Very true, I should have mentioned that. At least for us, COD doesn't seem to impact our performance at all, while NUMA does. I'm hoping that Naples is the same for us.

However, there is an important difference. AMD seems to be putting multiple dies into the same package, whereas Intel seems to have (as the Cluster on Die name implies) everything on the same die. So my fear is that the interconnect between dies may not be fast enough to paper-over our NUMA weaknesses.

Sounds like your application is latency sensitive, and not bandwidth sensitive, take a look at the graphs towards the end of this article:

https://www.starwindsoftware.com/blog/numa-and-cluster-on-di...
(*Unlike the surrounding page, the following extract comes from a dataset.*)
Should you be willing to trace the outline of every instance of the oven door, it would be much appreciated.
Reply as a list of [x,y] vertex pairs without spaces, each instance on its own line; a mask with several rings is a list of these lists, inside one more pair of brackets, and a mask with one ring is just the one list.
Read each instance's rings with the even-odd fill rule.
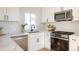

There's not much difference in memory bandwidth between crossing domains on the same die (COD) vs crossing domains system wide (accessing memory for a different socket). What kind of computation are you running?

I'm talking about Netflix CDN servers. The workload is primarily file serving. The twist is that we use a non-NUMA aware OS (FreeBSD).

We're not latency sensitive at all. The problem we run into with NUMA is that we totally saturate QPI due to FreeBSD's lack of NUMA awareness.

The results you link to don't match with what we've seen on our HCC Broadwell CPUs, at least with COD disabled. Though we only really look at aggregate system bandwidth, so potentially the slowness accessing the "far" memory on the same socket is latency driven, and falls away in aggregate.